The Olympics celebrate PHYSICAL PROWESS. Chess does not, regardless how you want to twist mental stamina.
However, certain drugs will affect one's mental stamina and the "sport" needs to address that. It would be safer to say what is allowed, like caffeine and nicotine, say, instead of listing what is not allowed.
1. whatever they recently did to this website that forces it to reload the page and remove your blog entry automatically needs to be rolled back.
2. steve: what qualities must an activity possess to be called a sport?
3. The notion that mental stamina is not directly linked to physical stamina is ridiculous. As a physically fit member of the cognitive elite, I can say from experience that the most physically challenging events I've ever encountered in my life have been prolonged bouts of concentration, be it over a chess board, in a 3-hour final exam, or a week-long technical training course.

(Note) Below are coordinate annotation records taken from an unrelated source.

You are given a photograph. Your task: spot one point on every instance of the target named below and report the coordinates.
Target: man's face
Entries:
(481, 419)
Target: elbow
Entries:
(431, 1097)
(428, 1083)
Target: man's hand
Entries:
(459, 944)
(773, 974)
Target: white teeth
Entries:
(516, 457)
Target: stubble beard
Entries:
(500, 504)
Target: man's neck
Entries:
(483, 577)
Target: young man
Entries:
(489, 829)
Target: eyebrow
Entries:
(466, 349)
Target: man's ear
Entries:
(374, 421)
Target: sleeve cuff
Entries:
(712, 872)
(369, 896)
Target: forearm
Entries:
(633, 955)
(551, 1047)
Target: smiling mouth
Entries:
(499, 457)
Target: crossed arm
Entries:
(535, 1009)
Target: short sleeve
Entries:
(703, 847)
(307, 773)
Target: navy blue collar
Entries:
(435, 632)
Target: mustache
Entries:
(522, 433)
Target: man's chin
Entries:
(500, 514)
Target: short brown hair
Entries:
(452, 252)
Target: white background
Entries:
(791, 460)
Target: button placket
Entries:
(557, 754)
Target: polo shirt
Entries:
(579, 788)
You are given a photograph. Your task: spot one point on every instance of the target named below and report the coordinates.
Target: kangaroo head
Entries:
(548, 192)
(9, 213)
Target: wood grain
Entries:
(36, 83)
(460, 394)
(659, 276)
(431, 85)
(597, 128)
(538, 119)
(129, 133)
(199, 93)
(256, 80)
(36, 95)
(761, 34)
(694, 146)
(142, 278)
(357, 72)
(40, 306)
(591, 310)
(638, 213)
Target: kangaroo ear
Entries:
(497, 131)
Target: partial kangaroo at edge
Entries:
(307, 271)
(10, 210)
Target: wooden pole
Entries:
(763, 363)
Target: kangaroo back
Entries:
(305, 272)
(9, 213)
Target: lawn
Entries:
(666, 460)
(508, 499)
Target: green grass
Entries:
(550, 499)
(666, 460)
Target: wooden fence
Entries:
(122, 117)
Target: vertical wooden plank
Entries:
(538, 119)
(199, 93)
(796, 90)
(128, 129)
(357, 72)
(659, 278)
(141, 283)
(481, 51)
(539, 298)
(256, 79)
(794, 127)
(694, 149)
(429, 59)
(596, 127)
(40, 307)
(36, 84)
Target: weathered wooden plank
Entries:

That said, I don't believe the olympics will give the chess world, and FIDE in particular, what it wants. One more high level chess tournament every four years won't raise chess awareness at all. This is a political ploy on the part of FIDE to try to make itself more relevant, and has nothing to do with making chess more relevant. If FIDE were to cease to exist tomorrow and there was no concept of a chess world champion, the game itself would live on, and be played at the highest levels, as it did in the days of Morphy.
one other thing: if the IOC chooses to make chess a sanctioned sport, then the same should be done for the special olympics.